Dimas mengakui, sebagian pembuat film dari dunia independen ini sudah diserap masuk ke dalam industri, tetapi hanya dalam kapasitas sebagai ”tukang” sehingga tidak mampu berbuat banyak. ”Mereka masih belum diakui sebagai filmmaker,” katanya.

Dari pihak produser, Manoj Punjabi dari MD Pictures berpendapat bahwa para pembuat film independen itu harus lebih banyak berkiprah di Jakarta, sebagai pusat industri film di Indonesia, agar bisa dilirik oleh produser. ”Kalau di Amerika orang ingin berkarier di dunia film, ya harus datang ke Hollywood. Kami terbuka menerima mereka,” tandas Manoj.

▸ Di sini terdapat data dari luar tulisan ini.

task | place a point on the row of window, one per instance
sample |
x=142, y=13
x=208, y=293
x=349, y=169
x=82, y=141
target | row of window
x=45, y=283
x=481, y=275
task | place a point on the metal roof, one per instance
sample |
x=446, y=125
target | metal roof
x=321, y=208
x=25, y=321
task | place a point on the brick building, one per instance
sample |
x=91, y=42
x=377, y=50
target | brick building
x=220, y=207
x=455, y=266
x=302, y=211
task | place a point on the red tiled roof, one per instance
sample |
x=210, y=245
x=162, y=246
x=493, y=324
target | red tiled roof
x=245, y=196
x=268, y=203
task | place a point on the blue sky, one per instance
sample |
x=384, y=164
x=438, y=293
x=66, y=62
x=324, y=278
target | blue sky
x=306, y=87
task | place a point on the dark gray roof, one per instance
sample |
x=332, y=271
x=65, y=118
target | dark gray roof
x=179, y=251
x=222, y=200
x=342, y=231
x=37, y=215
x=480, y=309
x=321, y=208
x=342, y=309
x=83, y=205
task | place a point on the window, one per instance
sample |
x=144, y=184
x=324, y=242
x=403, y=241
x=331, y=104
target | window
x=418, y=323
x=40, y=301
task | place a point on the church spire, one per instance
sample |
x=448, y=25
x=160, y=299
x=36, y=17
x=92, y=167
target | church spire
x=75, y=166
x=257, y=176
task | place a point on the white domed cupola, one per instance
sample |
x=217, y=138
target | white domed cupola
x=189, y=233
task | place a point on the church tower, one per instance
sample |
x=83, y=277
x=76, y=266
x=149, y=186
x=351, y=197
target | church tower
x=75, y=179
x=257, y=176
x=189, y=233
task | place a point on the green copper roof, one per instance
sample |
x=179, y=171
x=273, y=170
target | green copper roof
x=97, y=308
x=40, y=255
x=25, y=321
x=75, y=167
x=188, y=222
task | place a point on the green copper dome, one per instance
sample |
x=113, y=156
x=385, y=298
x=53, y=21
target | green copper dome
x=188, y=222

Sementara itu, menurut Yosep Anggi Noen dari Komunitas Film 56, ada sebagian pembuat film independen ini yang memang tidak ingin berhubungan dengan produser komersial karena khawatir akan mengompromikan idealisme mereka. ”Saya sendiri sampai sekarang memilih belum masuk ke industri karena ingin memperkuat posisi saya dulu sebagai filmmaker. Sehingga suatu saat saya masuk ke industri, posisi saya sudah cukup kuat untuk tidak terkooptasi modal,” papar Anggi.

Meski demikian, sutradara dan produser Nia Dinata optimistis masa depan perfilman Indonesia ada di tangan anak-anak indie ini. ”Saya kira generasi perfilman Indonesia ke depan sudah aman. Mereka bagus, punya ide fresh, tak peduli pada pakem industri yang sekarang, dan sangat kritis. Tetapi mereka masih perlu bimbingan dari kelompok atau individu yang punya pengalaman lebih,” ujar Nia.

Nia menambahkan, pemerintah boleh tak peduli terhadap perfilman nasional saat ini. Tetapi potensi di bawah masih oke. ”Itu amunisi yang menjanjikan untuk masa depan,” tuturnya.